Where are the LIBOR cases against US banks?

That is the question posed by Bloomberg News Jonathan Weil today.  We don’t usually expect Bloomberg commentators to sound so much like plaintiff’s lawyers, but here is his point:

It would look awfully strange if the U.S. government wound up targeting only foreign banks as part of its investigation into the manipulation of the London interbank offered rate. It’s too soon to say if that will be the end result. But time is marching quickly. 

Wow. Bloomberg News, a big financial source calling out the U.S. government and asking for more prosecutions of U.S. Banks?  Maybe next the U.S. Chamber of Commerce is going to support lifting all caps on torts and requiring punitive damages.

This is all about the “LIBOR” or London Interbank offered rate.  That formerly obscure financial term “is the interest-rate benchmark used in hundreds of trillions of dollars’ worth of financial contracts, from derivatives to mortgage loans. It is based on daily surveys of large banks about their borrowing costs.” According to Bloomberg.

Apparently there were a lot of traders playing games to rig this rate for a while, and since so much money was riding on it if traders were on the inside they could make a lot of money. So far U.S. banks have avoided liability and prosecution by the Justice Department, there are no civil charges against them on the record.  This particular Bloomberg post notes criminal charges against a Former UBS and Citicorp employee for his involvement in LIBOR rate deals.  So far, however, that has not led to a civil case filed or reported about against the Big US banks.

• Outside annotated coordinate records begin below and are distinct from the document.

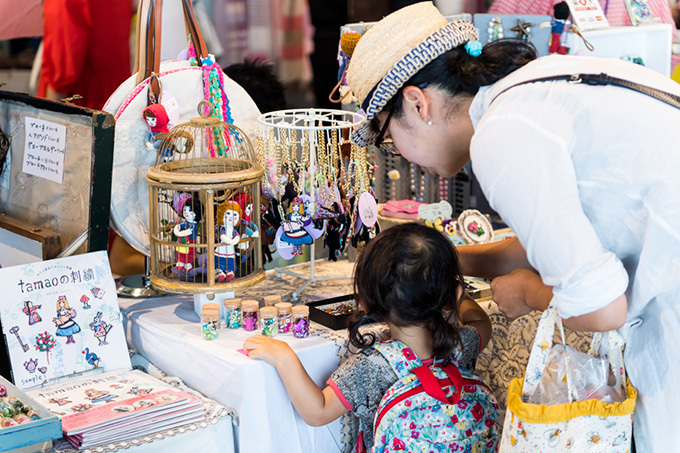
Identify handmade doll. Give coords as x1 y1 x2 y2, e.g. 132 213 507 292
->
52 296 80 344
548 1 569 55
173 193 203 272
215 200 241 282
281 197 314 255
236 193 260 263
260 197 281 263
90 311 113 346
21 300 42 326
142 104 172 154
324 202 349 261
142 104 170 135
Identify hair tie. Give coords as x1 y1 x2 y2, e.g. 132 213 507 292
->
465 40 483 57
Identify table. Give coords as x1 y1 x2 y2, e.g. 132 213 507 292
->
119 263 351 453
119 256 590 453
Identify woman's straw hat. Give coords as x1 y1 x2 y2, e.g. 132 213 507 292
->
347 2 477 146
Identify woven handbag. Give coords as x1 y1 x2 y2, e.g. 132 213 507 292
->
499 303 637 452
104 0 260 255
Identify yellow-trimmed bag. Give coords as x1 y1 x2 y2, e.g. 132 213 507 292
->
499 303 637 453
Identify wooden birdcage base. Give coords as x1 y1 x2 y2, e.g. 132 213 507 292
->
146 157 264 186
150 269 265 294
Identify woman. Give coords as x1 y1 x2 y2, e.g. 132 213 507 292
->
347 2 680 451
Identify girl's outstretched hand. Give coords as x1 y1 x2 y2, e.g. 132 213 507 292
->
243 335 295 367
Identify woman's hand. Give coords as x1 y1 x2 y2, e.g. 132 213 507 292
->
243 335 295 367
491 269 552 321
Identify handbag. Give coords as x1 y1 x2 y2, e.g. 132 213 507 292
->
499 303 637 452
104 0 260 256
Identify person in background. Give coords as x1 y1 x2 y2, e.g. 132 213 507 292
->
243 223 497 451
489 0 680 72
38 0 133 109
347 2 680 451
223 59 287 113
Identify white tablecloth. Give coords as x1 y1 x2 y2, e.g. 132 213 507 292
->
119 296 342 453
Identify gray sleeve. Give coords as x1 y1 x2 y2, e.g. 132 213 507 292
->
330 348 396 417
458 326 480 371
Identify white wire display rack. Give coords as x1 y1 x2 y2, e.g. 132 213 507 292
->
258 109 364 301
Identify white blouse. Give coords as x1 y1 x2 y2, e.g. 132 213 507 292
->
470 56 680 451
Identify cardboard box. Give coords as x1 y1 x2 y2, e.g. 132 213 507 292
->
307 294 356 330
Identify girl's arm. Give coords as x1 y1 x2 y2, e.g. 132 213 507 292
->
243 335 347 426
458 293 492 351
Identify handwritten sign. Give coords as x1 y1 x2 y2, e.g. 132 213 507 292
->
22 117 66 184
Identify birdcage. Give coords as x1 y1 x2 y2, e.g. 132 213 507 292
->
146 101 264 294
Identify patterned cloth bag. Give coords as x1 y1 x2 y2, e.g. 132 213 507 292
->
372 340 498 453
499 303 637 452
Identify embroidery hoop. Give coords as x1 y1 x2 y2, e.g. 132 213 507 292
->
458 209 493 244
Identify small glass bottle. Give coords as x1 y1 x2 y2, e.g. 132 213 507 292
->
264 294 281 307
260 307 279 337
224 299 242 329
241 300 260 331
276 302 293 333
292 305 309 338
201 310 220 340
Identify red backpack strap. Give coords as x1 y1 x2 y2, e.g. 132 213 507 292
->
413 363 463 404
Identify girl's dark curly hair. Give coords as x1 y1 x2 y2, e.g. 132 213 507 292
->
348 223 463 361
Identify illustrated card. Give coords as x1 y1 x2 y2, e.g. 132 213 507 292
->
0 251 131 390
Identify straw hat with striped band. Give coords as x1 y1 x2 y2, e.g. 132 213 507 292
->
347 2 477 146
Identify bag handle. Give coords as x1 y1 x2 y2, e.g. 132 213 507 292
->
135 0 209 84
522 299 626 401
489 72 680 108
589 330 626 396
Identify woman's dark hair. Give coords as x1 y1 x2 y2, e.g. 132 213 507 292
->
383 39 538 118
348 223 463 361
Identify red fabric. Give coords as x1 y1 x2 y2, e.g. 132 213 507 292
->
326 379 354 411
38 0 133 109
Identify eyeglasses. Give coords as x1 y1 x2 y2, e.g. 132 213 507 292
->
375 110 401 156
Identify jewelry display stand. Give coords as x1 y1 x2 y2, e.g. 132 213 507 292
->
258 109 363 301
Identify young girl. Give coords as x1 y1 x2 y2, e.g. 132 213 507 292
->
243 223 491 449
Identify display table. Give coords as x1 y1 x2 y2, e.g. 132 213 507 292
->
119 263 352 453
119 256 590 453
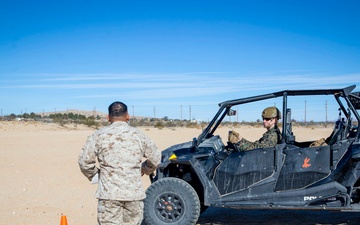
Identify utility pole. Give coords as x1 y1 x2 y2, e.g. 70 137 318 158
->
180 105 182 121
305 100 306 123
325 101 327 123
189 105 191 122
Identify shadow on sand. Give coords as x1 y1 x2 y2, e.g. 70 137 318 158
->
197 207 360 225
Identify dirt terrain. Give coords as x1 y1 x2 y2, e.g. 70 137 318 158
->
0 121 360 225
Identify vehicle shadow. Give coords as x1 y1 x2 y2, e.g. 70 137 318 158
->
197 207 360 225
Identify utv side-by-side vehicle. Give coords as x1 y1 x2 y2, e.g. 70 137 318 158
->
144 85 360 225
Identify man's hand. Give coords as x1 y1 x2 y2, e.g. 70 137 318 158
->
228 130 240 144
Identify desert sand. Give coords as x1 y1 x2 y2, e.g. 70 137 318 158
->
0 121 356 225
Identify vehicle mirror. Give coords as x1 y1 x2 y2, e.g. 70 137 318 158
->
227 109 236 116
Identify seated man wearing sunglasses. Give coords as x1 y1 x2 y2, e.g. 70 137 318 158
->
228 107 281 151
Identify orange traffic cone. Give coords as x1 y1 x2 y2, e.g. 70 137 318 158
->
60 216 68 225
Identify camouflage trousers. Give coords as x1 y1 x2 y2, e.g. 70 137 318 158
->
97 199 144 225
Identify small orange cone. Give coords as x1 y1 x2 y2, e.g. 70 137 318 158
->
60 216 68 225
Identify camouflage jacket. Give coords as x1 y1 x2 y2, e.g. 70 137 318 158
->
78 122 161 201
237 126 281 151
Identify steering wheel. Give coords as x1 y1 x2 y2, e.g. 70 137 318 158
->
225 141 240 153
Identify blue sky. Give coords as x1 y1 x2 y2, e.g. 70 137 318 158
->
0 0 360 120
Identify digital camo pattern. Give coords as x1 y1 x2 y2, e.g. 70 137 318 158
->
78 122 161 201
97 199 144 225
238 126 281 151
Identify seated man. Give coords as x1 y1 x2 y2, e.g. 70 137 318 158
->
229 107 281 151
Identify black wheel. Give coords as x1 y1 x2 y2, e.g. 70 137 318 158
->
144 177 200 225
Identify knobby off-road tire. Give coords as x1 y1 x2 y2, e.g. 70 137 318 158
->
144 177 200 225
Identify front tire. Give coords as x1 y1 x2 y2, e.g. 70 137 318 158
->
144 177 200 225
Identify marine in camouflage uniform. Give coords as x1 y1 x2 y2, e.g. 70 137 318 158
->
229 107 281 151
78 102 161 225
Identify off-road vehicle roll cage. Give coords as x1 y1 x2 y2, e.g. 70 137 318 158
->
144 85 360 225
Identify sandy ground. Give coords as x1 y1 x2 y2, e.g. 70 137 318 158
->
0 122 360 225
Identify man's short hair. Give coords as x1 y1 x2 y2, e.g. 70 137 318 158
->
109 102 127 117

Anything is possible.  Despite one traders’ connection to US Banks, it may be that this area of financial manipulation is not something home grown financial institutions pursued. It is after all the London Interbank offered rate.

Bloomberg’s author Mr. Weil seems unsatisfied though.  We can’t know, now of course what the government is doing in this matter.   If, for example, somebody filed a Securities and Exchange Commission qui tam case against a financial institution that case would take time for the SEC to investigate.  It may even be that foreign securities regulators found out about this well in advance and now both whistleblowers and government officials are playing catch up.   Given this level of interest, we certainly hope that any whistelbower with legitimate information would take advantage of the new SEC qui tam provisions to report LIBOR fraud and get a share of any potential recovery.

The article makes the case that U.S government officials have at least been willing to go after foreign banks for his kind of fraud:

A year ago this week, London-based Barclays Plc (BARC) cut a $160 million nonprosecution agreement with the U.S. Justice Department and became the first bank to admit to falsifying its Libor submissions. Two other European banks — Zurich-based UBS AG (UBSN) and Edinburgh-based Royal Bank of Scotland Group Plc (RBS) — have reached Libor-related settlements with U.S. prosecutors since then, each with much harsher penalties than Barclays got.

Is the last part of that paragraph a clue as to what is going on here?  The first bank involved, Barclays, essentially pled out and then the next two banks have had to pay much more.  If the Justice Department does not have evidence of any US Bank involvement in the LIBOR manipulation scandal fine, so be it.  If they do have evidence against any bank, foreign or domestic, which is was also involved in this area of fraud, it stands to reason that time, and the settlements with the earlier accused banks, will only make the case stronger.